Forest and Stream, June 8, 1876

Untitled

Sea -- Finfish - Legislation

-- At a meeting of the North Carolina Press Association at New Berne, in May, a reply to the toast "Our Fishing Interests," Hon. J. E. West said: --

"The fish of North Carolina are worth more to the people of the State in nett money than the cotton crop. Tens of thousands of our people depend upon the supply of oysters and their fish (as our Revised Code has it) for their food supply. The banks of the Pamlico, Albermarle, Bogue, Currituck, and Core Sounds of the Neuse, Cape Fear, Roanoke, Chowan and Tar Rivers are thronged with this class of people. My friends Lane, Watson, and Daniels, with possibly one or two others, pay to fishermen here in New Berne alone some $75,000 a year for fresh fish just for shipment, to say nothing of the immense sums of money paid directly to them by retail dealers, or by the consumers amounting to not less than $150,000 a year. Then again vast quantities of shad, rock, herring, etc., are packed, salted, and shipped by the fishermen themselves, who have invested here some $25,000 in boats, seines, etc., and employ about 200 hands, representing the same number of families. The Southern Express Company has carried over our railroad within a few months nearly nine thousand tubs of fresh fish, to say nothing of the tens of thousands of gallons of oysters and scallops, thousands upon thousands of clams, turtle, and shrimp shipped by steamer and sailing vessels, or by rail as freight. Yes, sir, we sow not and still we reap this bountiful harvest, this great gift of a beneficent Providence.
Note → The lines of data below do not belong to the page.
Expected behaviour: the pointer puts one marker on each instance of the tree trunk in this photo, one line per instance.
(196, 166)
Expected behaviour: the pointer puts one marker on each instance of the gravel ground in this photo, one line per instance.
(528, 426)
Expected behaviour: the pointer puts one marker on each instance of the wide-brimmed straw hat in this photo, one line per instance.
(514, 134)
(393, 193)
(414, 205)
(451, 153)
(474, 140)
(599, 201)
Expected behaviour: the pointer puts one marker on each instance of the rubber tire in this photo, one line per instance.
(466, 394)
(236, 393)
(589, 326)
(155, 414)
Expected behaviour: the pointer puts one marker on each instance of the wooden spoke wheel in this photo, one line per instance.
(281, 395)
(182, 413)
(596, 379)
The Delaware and Chesapeake Bays are being steadily depleted of their supplies of oysters, new planting grounds are eagerly sought, the creeks and thoroughfares of North Carolina offer superior inducements to dealers in the bivalves, and the six hundred oyster boats that I have seen at one time oystering in the Delaware will soon whiten our own waters. This industry with us is just in its infancy. The few thousand bushels planted by my friend Ives, of Beauford, will soon swell into millions, and every acre of oyster ground be worth not less than one thousand dollars. Talk of your Nevada and Arizona gold mines, a mine that will return, if properly worked, untold gold.

It is our duty to protect this great gift by proper protective legislation, by enacting stringent laws requiring all nets and seines to be removed from the navigable waters of our State, say Friday night at sunset, and not set again until Monday morning at sunrise, during the season our food fishes are ascending the rivers and creeks for the purpose of depositing their spawn, providing means to restock our rivers, now nearly depleted of fish, by artificial means, etc., etc."